Natalia Maree Belting (July 11, 1915 – December 17, 1997) was an American author. She was also a professor and researched Native American history in Illinois. Her book The Sun Is a Golden Earring was a Caldecott Medal honor book in 1962.

==Personal life and education==
Belting was born in Oskaloosa, Iowa, on July 11, 1915. She wrote a book when she was six years old. She attended and graduated from the University of Illinois Urbana-Champaign with a bachelor's degree in journalism. Belting continued her education at the same university, receiving a master's degree and Ph.D. in American history in 1940. Belting died on December 17, 1997.

==Career==
Belting became a history professor at the same university in 1942, and she later worked as an associate professor beginning in 1973. She was a full professor upon retirement in 1985. From 1996 to 1997, Belting was a professor emerita. Her research focused on how North America was colonized by the French, along with the Native Americans of Illinois. Two of her books were based on that research: the children's book Pierre of Kaskaskia and the book In Enemy Hands. Two of her stories, "Indy and Mr. Lincoln" and "Verity Mullens and the Indian," were retellings from history. Belting wrote her own adaptations of myths and folktales, and those books were part of her over twenty stories for children. She wrote a weekly column named Illinois Past which ran in Illinois newspapers, including the Champaign News-Gazette. Belting wrote Kaskaskia under the French Regime based on her research on the Kaskaskia Manuscripts. The Kaskaskia Manuscripts comprise over 6,000 documents, mostly of French records from their Illinois colony, that date from 1708 to 1816.

==Reception==
Belting was recognized in 1979 by the Champaign County Arts and Humanities Council for "distinguished contributions to the arts in Illinois." Also in 1979, Belting was the named Author of the Year in Illinois by the Association of Teachers of English.

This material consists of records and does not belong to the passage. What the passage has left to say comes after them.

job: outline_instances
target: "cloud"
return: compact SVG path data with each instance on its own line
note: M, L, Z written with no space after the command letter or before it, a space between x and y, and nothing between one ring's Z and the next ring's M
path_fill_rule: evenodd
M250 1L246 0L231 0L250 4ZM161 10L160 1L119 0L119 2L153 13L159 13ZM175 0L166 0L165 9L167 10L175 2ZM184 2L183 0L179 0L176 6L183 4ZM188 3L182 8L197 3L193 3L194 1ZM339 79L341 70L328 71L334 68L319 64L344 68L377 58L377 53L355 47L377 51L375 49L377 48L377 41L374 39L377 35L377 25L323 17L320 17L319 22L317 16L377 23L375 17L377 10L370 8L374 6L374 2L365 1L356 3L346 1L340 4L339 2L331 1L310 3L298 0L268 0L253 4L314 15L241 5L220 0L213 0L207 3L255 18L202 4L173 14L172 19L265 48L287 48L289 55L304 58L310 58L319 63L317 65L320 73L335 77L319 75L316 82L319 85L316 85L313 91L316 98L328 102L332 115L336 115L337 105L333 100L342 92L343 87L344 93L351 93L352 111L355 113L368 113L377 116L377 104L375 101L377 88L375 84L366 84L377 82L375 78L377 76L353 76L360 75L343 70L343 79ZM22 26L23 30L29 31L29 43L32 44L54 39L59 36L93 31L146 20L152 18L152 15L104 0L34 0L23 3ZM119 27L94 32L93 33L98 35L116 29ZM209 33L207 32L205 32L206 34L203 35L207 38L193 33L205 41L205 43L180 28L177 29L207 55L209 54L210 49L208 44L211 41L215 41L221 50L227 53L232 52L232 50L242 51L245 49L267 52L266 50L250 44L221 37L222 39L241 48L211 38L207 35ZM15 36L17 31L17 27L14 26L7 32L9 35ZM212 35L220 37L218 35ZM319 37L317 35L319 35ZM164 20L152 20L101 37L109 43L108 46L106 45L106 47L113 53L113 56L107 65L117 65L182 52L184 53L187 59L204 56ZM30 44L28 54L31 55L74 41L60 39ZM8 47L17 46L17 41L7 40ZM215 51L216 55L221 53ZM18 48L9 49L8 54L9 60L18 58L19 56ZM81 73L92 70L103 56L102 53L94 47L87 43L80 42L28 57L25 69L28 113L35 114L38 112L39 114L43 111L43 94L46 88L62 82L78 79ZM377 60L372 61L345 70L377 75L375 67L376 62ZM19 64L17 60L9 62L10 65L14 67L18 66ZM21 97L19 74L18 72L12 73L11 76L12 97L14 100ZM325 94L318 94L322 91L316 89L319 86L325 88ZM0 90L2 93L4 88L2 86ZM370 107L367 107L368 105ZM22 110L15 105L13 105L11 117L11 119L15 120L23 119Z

Her book The Sun Is a Golden Earring was a Caldecott Medal honor book in 1962.

Kirkus Reviews said of Moon Was Tired of Walking on Air that "Belting's language is spare, rhythmic, and resonant, while Hillenbrand's powerful dark-toned art conveys a sense of primeval mystery." Widnes Weekly News said that King Solomon's Cat is "a charming selection of feline folk tales from around the world."